Call to help get pest great white butterfly to zero

Archived content: This media release was accurate on the date of publication. 

DOC says great white butterfly activity around Nelson could pick up in the coming months.

Date:  27 March 2015

The Department of Conservation says great white butterfly activity could pick up in coming months after no detections for more than three months and it is calling on the public to help find the last of the pests to get them down to zero.

DOC’s Great White Butterfly Project Manager Michael Shepherd said autumn was a peak period for great white butterfly breeding and a critical stage for the programme to eradicate the pest butterfly.

Great white butterfly.
Great white butterfly

“It’s encouraging to have had no great white butterfly detections in Nelson since an adult male was caught on 16 December but some great white butterflies stay dormant as pupae through the summer heat. The butterflies start emerging from pupae from now and start to breed.
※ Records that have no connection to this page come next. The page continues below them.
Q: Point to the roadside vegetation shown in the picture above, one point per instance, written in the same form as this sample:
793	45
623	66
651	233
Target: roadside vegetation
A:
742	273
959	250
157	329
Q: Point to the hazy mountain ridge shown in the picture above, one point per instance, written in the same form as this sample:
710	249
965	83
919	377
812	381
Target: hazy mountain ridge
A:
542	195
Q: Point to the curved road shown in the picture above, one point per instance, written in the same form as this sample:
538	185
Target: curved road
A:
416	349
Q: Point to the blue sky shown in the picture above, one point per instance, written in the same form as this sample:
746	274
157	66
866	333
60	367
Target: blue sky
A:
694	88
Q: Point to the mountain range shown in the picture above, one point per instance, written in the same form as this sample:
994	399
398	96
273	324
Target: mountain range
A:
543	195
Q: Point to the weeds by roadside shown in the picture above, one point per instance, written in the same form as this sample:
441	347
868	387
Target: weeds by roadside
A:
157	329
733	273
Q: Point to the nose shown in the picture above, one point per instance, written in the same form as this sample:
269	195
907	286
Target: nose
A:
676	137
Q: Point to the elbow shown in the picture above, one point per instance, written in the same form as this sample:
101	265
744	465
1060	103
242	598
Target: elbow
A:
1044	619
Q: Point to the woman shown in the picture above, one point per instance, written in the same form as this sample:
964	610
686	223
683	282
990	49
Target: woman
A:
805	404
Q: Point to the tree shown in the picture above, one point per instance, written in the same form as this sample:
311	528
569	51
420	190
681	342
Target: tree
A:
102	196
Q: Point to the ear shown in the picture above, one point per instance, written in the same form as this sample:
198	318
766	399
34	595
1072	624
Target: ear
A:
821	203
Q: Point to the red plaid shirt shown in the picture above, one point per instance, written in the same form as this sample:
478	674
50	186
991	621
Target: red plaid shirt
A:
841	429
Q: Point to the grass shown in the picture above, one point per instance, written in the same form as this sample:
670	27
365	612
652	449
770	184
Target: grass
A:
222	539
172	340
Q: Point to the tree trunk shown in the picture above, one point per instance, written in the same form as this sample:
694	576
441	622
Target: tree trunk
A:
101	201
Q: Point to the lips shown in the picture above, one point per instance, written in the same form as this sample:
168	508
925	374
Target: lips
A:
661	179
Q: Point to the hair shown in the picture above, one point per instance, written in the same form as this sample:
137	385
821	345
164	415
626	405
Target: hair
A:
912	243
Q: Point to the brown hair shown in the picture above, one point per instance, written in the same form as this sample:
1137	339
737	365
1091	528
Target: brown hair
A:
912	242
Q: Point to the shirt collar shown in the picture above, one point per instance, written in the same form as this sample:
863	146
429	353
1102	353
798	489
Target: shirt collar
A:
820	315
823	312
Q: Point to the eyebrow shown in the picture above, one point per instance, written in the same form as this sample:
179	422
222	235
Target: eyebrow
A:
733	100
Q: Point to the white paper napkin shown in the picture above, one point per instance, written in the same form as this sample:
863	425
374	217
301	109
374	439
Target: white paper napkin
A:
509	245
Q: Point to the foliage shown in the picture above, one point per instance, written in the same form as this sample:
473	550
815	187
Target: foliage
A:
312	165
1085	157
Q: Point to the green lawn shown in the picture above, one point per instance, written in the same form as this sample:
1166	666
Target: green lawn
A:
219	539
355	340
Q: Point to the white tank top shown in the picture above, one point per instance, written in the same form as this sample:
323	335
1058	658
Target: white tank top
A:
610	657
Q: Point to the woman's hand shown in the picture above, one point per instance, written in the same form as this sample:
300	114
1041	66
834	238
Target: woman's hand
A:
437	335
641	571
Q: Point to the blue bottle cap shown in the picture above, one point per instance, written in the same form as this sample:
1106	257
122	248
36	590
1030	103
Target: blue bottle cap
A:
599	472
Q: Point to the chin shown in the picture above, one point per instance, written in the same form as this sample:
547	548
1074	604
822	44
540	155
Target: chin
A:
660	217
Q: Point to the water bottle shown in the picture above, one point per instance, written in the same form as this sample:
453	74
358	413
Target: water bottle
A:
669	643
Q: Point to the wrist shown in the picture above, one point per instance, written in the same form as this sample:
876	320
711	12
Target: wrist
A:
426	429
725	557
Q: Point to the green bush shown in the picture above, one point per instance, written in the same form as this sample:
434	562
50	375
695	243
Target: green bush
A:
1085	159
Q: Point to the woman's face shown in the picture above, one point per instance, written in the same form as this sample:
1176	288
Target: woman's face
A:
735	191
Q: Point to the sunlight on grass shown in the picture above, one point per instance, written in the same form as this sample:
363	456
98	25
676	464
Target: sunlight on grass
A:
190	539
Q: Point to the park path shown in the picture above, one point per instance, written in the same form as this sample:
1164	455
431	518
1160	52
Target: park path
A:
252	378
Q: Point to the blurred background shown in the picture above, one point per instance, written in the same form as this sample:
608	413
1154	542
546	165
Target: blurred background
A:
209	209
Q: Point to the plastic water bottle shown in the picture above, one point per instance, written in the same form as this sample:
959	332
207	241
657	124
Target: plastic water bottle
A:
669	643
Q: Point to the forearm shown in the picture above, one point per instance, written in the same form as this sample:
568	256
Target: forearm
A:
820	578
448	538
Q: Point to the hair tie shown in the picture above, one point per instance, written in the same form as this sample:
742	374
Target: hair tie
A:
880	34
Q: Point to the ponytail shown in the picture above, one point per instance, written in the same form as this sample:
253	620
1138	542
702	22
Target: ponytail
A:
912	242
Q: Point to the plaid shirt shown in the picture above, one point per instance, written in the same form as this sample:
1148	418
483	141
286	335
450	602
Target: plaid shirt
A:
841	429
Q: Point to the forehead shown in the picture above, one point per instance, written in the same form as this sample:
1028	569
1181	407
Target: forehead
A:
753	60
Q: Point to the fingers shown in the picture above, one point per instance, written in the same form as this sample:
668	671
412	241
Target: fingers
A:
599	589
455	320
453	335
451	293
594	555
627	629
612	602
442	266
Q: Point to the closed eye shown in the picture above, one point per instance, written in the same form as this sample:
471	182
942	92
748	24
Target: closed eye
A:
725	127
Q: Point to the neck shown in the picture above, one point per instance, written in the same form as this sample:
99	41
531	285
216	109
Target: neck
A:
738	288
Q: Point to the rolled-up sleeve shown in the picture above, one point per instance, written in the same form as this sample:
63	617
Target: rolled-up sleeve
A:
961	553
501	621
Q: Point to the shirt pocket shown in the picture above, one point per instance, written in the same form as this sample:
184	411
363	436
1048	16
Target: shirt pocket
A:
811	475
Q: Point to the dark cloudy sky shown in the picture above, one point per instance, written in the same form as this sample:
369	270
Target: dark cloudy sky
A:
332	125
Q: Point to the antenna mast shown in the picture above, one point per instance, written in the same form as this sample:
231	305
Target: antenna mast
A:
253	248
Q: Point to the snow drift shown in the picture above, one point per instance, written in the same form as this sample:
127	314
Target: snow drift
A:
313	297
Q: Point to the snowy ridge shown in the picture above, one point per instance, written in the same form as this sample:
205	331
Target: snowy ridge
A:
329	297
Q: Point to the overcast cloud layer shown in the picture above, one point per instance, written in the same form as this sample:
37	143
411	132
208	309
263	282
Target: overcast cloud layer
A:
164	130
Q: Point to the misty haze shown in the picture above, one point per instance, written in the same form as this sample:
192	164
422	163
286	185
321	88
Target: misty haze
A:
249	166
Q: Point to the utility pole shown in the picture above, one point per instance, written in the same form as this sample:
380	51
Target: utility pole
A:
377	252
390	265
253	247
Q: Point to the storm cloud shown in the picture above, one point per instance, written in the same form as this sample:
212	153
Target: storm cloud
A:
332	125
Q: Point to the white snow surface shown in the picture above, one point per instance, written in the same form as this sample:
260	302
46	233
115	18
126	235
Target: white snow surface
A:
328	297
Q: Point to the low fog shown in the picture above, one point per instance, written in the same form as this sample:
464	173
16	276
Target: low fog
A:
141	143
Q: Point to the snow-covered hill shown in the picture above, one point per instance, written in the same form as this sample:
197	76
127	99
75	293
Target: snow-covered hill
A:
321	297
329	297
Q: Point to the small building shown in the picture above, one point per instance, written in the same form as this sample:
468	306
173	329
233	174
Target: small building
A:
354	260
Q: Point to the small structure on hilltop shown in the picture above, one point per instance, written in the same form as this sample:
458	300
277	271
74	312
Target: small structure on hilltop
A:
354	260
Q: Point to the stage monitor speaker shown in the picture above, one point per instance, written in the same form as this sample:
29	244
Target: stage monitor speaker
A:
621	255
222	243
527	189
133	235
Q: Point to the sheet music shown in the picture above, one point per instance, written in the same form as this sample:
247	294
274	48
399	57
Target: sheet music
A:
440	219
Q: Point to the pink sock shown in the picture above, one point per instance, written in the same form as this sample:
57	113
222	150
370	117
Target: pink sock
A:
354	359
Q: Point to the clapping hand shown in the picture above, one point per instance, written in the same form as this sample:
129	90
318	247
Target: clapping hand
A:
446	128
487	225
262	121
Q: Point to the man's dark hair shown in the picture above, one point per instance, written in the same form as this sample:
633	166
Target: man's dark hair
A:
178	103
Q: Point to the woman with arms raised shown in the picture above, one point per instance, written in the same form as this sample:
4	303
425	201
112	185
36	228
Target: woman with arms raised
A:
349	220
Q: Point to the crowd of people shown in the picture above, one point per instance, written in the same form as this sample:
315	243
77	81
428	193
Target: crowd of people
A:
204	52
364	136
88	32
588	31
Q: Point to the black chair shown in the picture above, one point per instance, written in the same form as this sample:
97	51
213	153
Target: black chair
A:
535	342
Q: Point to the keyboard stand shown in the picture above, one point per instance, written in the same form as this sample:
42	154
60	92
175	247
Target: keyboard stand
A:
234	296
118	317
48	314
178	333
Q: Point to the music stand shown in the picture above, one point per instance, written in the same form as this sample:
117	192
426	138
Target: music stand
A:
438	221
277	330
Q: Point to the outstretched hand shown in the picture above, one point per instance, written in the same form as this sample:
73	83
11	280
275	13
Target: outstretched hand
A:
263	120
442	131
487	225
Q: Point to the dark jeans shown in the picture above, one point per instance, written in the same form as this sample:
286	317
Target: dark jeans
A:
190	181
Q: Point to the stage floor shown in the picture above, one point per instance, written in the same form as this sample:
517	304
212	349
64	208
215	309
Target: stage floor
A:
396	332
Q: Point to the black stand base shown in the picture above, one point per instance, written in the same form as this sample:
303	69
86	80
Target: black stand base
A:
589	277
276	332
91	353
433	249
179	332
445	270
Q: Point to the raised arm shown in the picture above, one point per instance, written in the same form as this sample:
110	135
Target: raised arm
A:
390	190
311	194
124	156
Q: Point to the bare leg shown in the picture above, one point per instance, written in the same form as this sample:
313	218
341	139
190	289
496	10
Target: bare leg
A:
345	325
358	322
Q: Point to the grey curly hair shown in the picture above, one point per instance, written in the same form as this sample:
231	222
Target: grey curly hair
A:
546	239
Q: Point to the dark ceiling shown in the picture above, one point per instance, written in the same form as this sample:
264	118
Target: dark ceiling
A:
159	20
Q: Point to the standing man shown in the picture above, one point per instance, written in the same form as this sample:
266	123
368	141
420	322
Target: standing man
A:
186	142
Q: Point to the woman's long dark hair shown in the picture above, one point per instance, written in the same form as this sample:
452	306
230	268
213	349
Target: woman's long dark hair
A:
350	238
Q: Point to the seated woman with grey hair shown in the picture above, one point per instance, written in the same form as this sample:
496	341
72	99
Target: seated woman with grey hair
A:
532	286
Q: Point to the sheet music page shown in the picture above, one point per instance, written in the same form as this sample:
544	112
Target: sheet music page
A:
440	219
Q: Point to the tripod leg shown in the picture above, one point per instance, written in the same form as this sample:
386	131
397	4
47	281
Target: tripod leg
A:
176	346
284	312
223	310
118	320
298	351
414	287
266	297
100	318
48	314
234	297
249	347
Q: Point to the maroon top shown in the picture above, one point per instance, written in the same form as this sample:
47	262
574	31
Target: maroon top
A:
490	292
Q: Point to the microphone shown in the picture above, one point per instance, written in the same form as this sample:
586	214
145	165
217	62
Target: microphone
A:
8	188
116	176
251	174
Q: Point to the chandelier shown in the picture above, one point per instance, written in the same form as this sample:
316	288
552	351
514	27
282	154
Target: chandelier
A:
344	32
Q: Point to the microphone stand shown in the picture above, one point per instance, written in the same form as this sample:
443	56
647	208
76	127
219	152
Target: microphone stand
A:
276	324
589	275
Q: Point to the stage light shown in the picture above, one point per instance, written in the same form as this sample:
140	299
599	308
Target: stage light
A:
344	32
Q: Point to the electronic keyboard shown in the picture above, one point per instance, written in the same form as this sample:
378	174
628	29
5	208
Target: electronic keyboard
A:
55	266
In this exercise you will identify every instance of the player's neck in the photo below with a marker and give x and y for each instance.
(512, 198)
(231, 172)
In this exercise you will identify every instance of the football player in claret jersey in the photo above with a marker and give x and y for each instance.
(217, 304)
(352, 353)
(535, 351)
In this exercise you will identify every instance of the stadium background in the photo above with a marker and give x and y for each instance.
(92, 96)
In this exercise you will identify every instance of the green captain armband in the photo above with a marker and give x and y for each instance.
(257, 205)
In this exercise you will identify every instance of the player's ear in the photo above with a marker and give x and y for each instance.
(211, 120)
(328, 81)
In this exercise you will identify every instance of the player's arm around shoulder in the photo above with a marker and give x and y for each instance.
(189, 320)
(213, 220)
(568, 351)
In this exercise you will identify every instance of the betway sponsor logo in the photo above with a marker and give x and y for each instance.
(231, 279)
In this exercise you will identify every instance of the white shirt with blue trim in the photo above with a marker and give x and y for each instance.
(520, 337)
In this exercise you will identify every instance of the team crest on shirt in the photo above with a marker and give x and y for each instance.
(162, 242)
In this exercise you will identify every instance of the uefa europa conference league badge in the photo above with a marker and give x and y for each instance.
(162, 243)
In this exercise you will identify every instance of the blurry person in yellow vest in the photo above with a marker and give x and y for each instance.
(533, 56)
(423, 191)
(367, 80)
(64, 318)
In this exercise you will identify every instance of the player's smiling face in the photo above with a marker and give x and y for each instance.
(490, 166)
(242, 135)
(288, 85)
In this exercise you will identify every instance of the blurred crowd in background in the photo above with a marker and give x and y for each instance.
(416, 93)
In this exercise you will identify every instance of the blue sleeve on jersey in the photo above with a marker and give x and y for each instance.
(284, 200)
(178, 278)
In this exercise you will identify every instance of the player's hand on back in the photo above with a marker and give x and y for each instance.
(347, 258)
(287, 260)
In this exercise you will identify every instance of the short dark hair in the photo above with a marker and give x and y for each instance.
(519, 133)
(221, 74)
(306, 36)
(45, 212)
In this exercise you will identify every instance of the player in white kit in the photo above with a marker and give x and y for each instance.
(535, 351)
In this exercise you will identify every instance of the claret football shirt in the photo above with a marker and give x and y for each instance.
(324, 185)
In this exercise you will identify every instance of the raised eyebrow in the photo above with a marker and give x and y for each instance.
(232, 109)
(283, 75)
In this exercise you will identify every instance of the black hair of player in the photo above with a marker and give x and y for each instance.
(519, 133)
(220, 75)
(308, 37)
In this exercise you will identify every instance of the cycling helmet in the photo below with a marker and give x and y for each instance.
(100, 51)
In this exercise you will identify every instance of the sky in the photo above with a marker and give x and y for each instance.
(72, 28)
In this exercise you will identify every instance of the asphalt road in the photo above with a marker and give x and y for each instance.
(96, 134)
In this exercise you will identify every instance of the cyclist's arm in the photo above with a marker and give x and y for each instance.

‘It’s crucial we find all great white butterfly eggs, caterpillars, pupae and butterflies to suppress breeding and eliminate the last of the pests.

“Our eradication team will continue searching gardens for butterfly infestations but we are also counting on the public to look for great white butterflies and their eggs, caterpillars and pupae and to report any found to the Ministry for Primary Industries hotline 0800 80 99 66.

‘We’re asking for the great support we’ve had from Nelson-Tasman residents for eradicating the great white butterfly to continue to help us mop up what’s left of the pest butterfly population.’

It was confirmed in December that the pest butterfly population had been knocked down to a low level. The current ‘mop-up’ phase will be followed by a ‘surveillance’ phase, with garden searches continuing to confirm the butterfly has been eradicated.

The DOC-led effort to eradicate the great white butterfly was launched in November 2012 to clear it from Nelson-Tasman, where it is only found, and to prevent it spreading to the rest of New Zealand. The butterfly poses a threat to endangered native cresses and to commercial and home brassica crops, including dairy and sheep farm crops.